Shorter scale guitars with the most bang for the buck

Fender Player Mustang Firemist Gold

You can go short without spending too much nor getting something too cheap.

The standard scale lengths for electric guitars are established by Fender and Gibson. The Fender length is 25.5 inches and Gibson is 24.75.

I'm going to talk about guitars which are shorter than a 24.75" scale length while still being adult-sized. Anything shorter than 24.0" is literally kid-sized stuff, such as any Ibanez miKro (22.2" scale) or Squier Mini (22.75" model), both of which are cheap in price.

You can go expensive with short scale, such as the Fender American Performer Mustang. While that is a fine guitar, there are other options lower in price that are still great.

These are three guitars which I feel you get the most for the money when you want something shorter than 24.75" without it being a kid-sized guitar, without it being a cheap build, and getting the most for the money.

PRS SE 245 (get one)

PRS SE 245

This is technically not a short scale but a shorter scale at 24.50" (hence 245 in the model name), which is still shorter than the Gibson 24.75".

I have openly admitted before that this is not my favorite PRS model (I think the Mira is much better but that's a 25" scale).


I recognize that this very specific model is exactly what some players are looking for. It's got the twin humbuckers, it's shorter than a Gibson while still having a familiar Les Paul layout and certainly looks nice enough.

Also, there is a "belly cut" carve in the back, making it a very comfortable playing it seated or standing.

You do have to like the humbucker sound to like this guitar. If you like the Les Paul or SG, then you will like the PRS SE 245.

Gretsch G5220 Electromatic Jet BT (get one)
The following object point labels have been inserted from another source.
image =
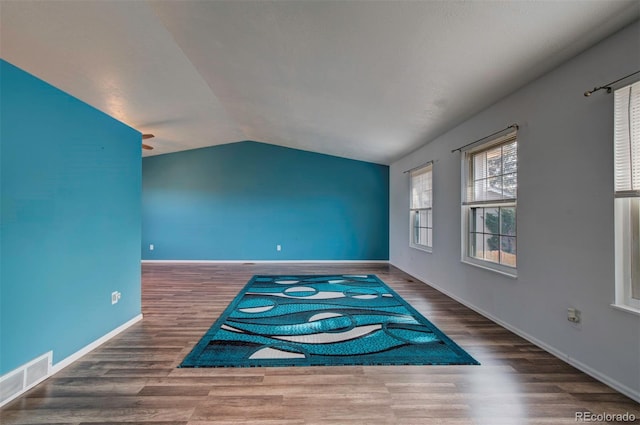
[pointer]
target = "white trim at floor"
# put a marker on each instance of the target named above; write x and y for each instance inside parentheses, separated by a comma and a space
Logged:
(616, 385)
(53, 369)
(266, 261)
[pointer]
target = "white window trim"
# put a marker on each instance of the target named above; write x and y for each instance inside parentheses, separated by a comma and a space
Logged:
(466, 209)
(627, 192)
(623, 241)
(425, 248)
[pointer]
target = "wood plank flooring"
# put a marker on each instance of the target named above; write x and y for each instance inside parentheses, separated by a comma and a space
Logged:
(133, 378)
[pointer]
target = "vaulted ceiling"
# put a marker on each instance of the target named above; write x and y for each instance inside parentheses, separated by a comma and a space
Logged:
(368, 80)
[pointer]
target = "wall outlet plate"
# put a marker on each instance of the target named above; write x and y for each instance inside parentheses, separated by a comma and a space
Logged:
(115, 297)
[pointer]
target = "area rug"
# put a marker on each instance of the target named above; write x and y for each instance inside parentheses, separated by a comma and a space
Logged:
(316, 320)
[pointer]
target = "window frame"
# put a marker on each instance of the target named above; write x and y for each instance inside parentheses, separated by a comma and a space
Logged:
(626, 201)
(423, 169)
(468, 206)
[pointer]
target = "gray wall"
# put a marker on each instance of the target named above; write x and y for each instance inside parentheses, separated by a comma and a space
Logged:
(565, 217)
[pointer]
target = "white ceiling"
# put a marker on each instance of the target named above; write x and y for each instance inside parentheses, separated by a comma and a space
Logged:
(368, 80)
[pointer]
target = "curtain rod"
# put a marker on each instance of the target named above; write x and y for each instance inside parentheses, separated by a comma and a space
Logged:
(608, 86)
(515, 126)
(417, 166)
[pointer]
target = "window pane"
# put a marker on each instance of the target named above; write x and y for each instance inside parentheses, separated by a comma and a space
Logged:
(480, 190)
(494, 161)
(510, 158)
(508, 251)
(510, 185)
(491, 220)
(494, 188)
(477, 245)
(479, 166)
(477, 220)
(422, 222)
(492, 248)
(423, 236)
(508, 221)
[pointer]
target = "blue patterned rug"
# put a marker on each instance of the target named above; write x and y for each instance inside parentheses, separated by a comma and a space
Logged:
(324, 321)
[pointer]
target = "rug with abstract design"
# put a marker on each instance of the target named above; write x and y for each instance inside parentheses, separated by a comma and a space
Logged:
(316, 320)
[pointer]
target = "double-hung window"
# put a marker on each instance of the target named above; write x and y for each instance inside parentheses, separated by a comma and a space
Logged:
(490, 186)
(421, 208)
(627, 196)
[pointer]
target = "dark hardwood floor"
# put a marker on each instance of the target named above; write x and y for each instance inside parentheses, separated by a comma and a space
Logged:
(133, 378)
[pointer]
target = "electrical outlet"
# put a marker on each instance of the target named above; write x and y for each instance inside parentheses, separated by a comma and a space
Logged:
(573, 315)
(115, 297)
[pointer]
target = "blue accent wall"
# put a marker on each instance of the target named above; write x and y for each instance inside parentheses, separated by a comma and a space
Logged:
(70, 221)
(238, 201)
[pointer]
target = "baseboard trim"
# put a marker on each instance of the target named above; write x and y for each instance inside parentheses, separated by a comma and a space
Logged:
(95, 344)
(629, 392)
(264, 261)
(53, 369)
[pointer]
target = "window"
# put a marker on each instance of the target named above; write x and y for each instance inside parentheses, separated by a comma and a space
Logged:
(627, 196)
(490, 184)
(420, 208)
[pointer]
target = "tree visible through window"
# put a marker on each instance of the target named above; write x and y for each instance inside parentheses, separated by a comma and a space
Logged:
(627, 196)
(421, 208)
(490, 193)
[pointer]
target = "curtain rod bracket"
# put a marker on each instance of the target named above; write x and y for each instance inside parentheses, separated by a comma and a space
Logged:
(608, 86)
(514, 126)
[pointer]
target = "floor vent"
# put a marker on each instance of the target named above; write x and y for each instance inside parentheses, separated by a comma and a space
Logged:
(25, 377)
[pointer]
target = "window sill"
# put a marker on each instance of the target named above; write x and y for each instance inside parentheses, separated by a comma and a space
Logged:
(512, 273)
(422, 248)
(626, 308)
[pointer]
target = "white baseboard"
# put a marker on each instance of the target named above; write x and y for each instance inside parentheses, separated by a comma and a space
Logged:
(95, 344)
(53, 369)
(266, 261)
(629, 392)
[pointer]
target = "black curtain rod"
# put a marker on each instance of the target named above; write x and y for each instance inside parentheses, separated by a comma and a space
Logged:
(515, 126)
(608, 86)
(417, 166)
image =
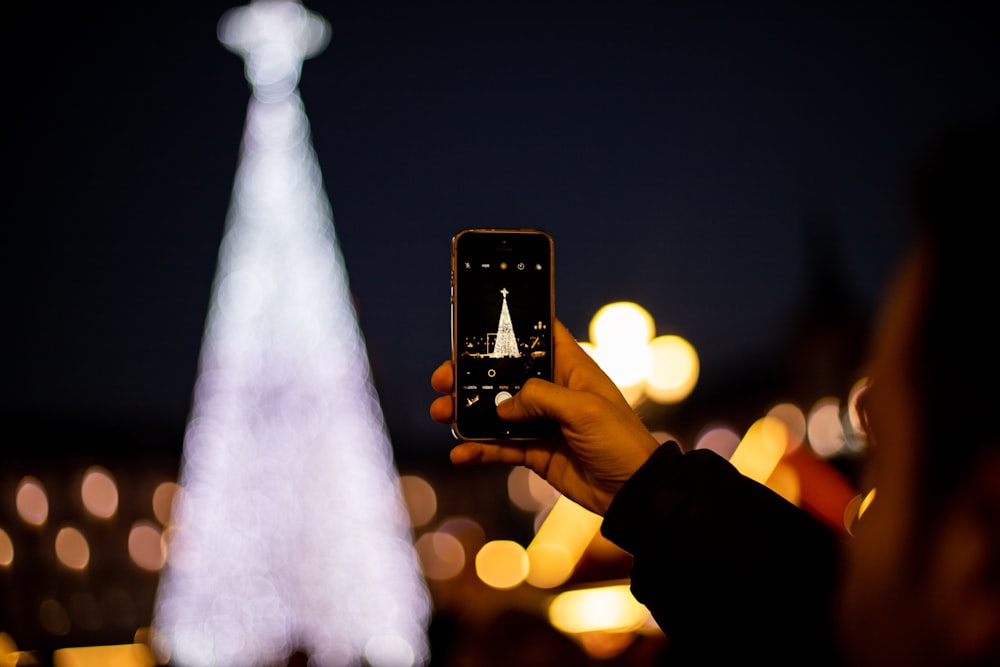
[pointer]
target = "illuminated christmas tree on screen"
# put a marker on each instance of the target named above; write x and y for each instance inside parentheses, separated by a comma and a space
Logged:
(506, 342)
(290, 531)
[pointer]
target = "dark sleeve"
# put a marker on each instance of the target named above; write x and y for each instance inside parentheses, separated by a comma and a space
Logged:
(729, 569)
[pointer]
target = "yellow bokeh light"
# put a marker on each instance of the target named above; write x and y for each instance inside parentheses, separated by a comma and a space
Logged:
(794, 420)
(163, 501)
(441, 555)
(823, 427)
(420, 499)
(502, 564)
(528, 491)
(674, 369)
(123, 655)
(31, 501)
(72, 549)
(560, 542)
(146, 546)
(761, 448)
(99, 492)
(605, 608)
(6, 549)
(784, 480)
(621, 324)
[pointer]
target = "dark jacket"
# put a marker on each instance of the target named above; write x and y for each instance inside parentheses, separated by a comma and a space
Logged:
(732, 572)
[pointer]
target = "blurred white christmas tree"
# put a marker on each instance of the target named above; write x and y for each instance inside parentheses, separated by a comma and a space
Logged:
(290, 531)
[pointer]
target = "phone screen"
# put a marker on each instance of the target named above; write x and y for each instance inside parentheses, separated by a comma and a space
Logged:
(502, 310)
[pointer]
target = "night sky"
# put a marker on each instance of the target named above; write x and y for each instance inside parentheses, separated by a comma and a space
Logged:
(677, 152)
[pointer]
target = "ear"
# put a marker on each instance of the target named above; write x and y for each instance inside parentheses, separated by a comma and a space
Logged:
(967, 585)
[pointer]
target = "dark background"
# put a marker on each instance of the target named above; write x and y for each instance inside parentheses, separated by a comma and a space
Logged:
(684, 156)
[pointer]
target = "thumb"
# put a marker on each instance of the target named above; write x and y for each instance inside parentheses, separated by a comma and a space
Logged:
(539, 399)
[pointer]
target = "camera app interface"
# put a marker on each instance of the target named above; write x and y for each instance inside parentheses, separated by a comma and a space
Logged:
(503, 335)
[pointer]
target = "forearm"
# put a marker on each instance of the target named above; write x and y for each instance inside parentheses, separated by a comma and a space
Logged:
(715, 552)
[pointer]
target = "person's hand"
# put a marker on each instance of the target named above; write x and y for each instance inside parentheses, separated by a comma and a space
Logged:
(601, 441)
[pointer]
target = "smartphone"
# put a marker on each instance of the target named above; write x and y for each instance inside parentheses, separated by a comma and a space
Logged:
(502, 309)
Gretsch G5220 Electromatic Jet BT

This is also technically not short scale but shorter at 24.60", which is the realm of Gretsch guitars. Typical to Gretsch goodness, the G5220 Electromatic Jet BT looks gorgeous. But it's more than just a pretty face. The mahogany body is chambered for lighter weight, and the pickups are Gretsch's "Black Top Broad'Tron".

The Gretsch to your ear should sound brighter compared to the PRS. If you're the type of player that leans more towards the clean side instead of overdriven and distorted tones, or you just appreciate a brighter sounding humbucker, you want the Gretsch.

Fender Player Mustang (get one)

Fender Player Mustang

This guitar is a legitimate short scale at 24.0".

You may be thinking, "Why not just get a Squier Classic Vibe Mustang instead and spend less?" You could do that, and would get a fine guitar, but then you have to deal with a traditional build Mustang.

I'll explain.

Both the Fender Player (Mexico) and Fender American Performer (USA) Mustang are hardtails with no tremolo system present, no phase slider switches and ridiculously easy operation. You get two bright-and-spanky single-coil pickups, a 3-way selector, alder body and a maple neck. Plug in and go. Nice and easy.

The Squier Classic Vibe on the other hand has all the old-school Mustang stuff on it. Namely, the Mustang vibrato system and the phase slider switches.

A very quick rundown of the phase slider switches: Above each pickup is a switch with 3 positions, which is ON OFF ON. There's a reason ON is there twice. If you put both switches to the rear ON position or both to front ON position, you get a two-pickup in-phase sound. If you put one switch to ON rear facing and the other to ON front facing, you get a two-pickup out-of-phase sound, which is best described as a "choked" tone. This means with traditional Mustang wiring, you get a total of 4 possible sounds. Rear pickup alone, front pickup alone, both pickups in-phase, both pickups out-of-phase.

You might be thinking, "That sounds great, so what's the problem?" The problem is that it's basically impossible to quick-switch pickup positions while playing the instrument. With the Fender Player or American Performer Mustang, quick-switching pickup position is easy, just flick the pickup selector toggle. With traditional phase sliders, you can't do that and must deal with those tiny switches.

The Squier CV Mustang isn't bad by any means, but the Player and American Performer are far easier to get along with.

Which is best for you?

Rock sounds that work best with overdrive: PRS SE 245.

Best looking of the bunch with brighter sounding humbuckers: Gretsch G5220 Electromatic Jet BT.

Brightest sounding with the shortest scale and easiest to get along with: Fender Player Mustang.

With any one of these, you're getting something good that's shorter than 24.75" while still being adult-sized and sounds great.